The second idea to review is a concept we discussed last year involving "Chaos Theory" and systems. With successful growth within the past few years, the Any2 Exchange has actually created a new system. This system is the high level view of how IP-enabled networks and operations interconnect and relate to each other. Five years ago the Any2 Exchange "ecosystem" did not exist, however in the past two years it has created a new ecosystem of how networks in the Los Angeles and international network community interconnect. The Any2 Exchange currently exists at the core or center of that new ecosystem.
As with any system, there is always a point when the core can become too rigid, and not meet the needs of the surrounding ecosystem. The core needs to be flexible, or the system will once again evolve and either create additional subsystems that avoid the core, or develop a new core. In the case of an Internet exchange point such as Any2, the danger of becoming too rigid, or making the exchange point a burden to the system could involve:
- Creating exclusive or closed community entry requirements
- Creating price points that make use of the exchange unattractive
- Not adding new features, services, or technologies needed by the community for expansion and growth
- Poor reliability
- other items that may impede development and growth of the community
So to continue growing in the system core, there must be continual change within the core that adds value, and will attract further more activity within the system centering on the core. For an IXP to continue being successful, through adding additional members or activity (at the Internet system core), there must be continuous change that will attract new members to the IXP, and keep existing members at the IXP.
Now that is an interesting problem. By nature an IXP must remain neutral. So, if the IXP is neutral, and simply provides value to a "crossroads" at the telecom community interconnection point, then how do you add value at an IXP that is compelling enough to attract more growth at the system core?
At a public IXP, such as the Seattle Internet Exchange (SIX) it is a simple equation. Proximity to a lot of potential system/IXP members, and very low cost of entry (it is a public, member-supported IXP). The success of the SIX is clearly a product of simplicity and low cost of entry.
For commercial IXPs the problem is a bit different. If you need to charge for an IXP port, then the value of the IXP must exceed the value of a small network or CDN simply connecting to a large Tier 1 Internet Service Provider who will provide them a one stop shop for all their Internet access requirements. Thus if the IXP cannot provide value simply on price, then there must be other compelling features to attract members such as greater control over peering sessions through strong statistics, analytics, and monitoring. Or through addition of powerful utilities such as routes servers, or flexibility on connections or connection policies.
So the concept of the Law of Plentitude tells us healthy community growth is exponential, with the value of a community or system growing with each additional member to the system.
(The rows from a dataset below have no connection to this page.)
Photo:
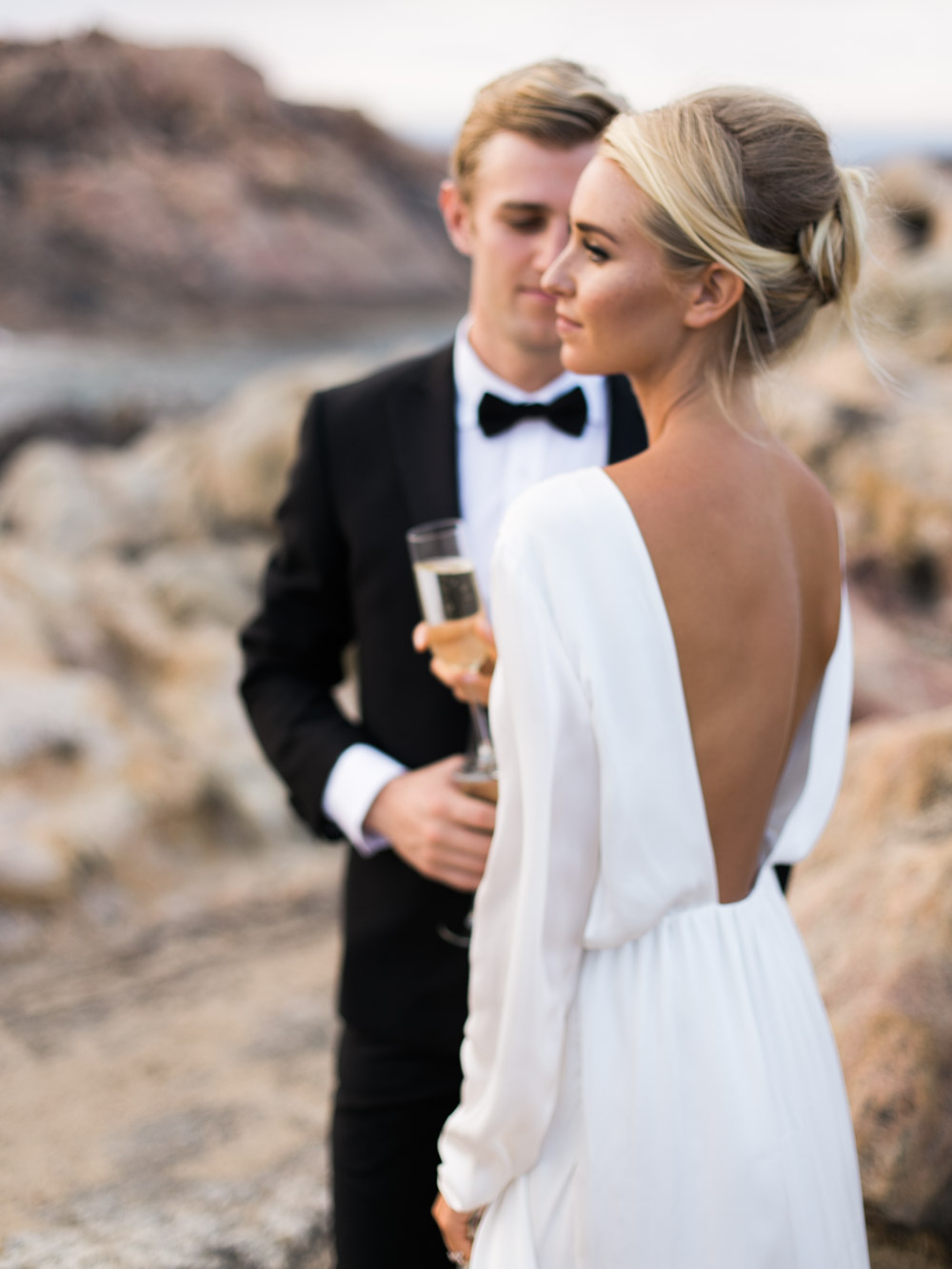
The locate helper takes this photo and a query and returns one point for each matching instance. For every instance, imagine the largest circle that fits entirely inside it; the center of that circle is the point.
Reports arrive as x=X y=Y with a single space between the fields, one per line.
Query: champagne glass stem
x=484 y=744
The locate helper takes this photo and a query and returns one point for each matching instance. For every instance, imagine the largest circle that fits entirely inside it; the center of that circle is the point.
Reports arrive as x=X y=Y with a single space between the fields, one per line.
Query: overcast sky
x=867 y=68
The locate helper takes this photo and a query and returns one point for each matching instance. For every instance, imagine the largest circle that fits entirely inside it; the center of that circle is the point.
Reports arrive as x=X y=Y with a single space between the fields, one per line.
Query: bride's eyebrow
x=585 y=228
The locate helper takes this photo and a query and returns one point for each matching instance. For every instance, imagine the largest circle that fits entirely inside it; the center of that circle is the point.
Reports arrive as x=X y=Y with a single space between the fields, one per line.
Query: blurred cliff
x=143 y=188
x=167 y=930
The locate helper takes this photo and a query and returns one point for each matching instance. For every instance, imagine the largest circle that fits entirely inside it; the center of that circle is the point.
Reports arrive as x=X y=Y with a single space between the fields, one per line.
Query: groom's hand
x=434 y=827
x=467 y=685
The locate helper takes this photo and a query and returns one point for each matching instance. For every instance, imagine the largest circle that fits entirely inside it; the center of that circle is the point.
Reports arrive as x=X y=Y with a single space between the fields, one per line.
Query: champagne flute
x=449 y=599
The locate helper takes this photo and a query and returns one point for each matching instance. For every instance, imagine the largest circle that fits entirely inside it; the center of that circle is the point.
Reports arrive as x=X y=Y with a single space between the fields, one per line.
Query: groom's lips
x=537 y=293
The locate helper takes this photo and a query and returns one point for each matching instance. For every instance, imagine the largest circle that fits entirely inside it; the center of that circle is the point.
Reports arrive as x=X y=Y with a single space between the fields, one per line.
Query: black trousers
x=390 y=1108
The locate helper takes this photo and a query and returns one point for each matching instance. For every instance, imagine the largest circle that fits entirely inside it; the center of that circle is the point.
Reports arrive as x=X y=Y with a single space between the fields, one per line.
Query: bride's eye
x=594 y=252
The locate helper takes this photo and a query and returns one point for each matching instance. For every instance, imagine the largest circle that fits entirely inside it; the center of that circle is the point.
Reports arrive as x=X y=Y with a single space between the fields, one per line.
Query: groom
x=421 y=442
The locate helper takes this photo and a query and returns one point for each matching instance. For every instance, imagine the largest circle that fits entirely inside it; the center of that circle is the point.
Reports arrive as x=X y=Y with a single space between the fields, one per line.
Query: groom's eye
x=596 y=252
x=527 y=224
Chaos theory tells us a system evolves and interacts with a core that attracts system activity, but the core must continue to evolve and add value in order to dominate the system.
The conclusion is that to continue growing and attracting new members to IXPs such as the Any2 Exchange, the IXP must continue to add compelling value to the community and members, or risk creation of other systems (IXPs) that could attract members into a new system (competing IXP).
The Internet was conceived as a system that could easily adapt and evolve, finding ways to route around blocks or obstructions, finding the easiest and most efficient way between origination and destination points. To be effective the IXP must provide the easiest path, and ensure the IXP does not become a barrier that forces the system to develop an alternate routing model.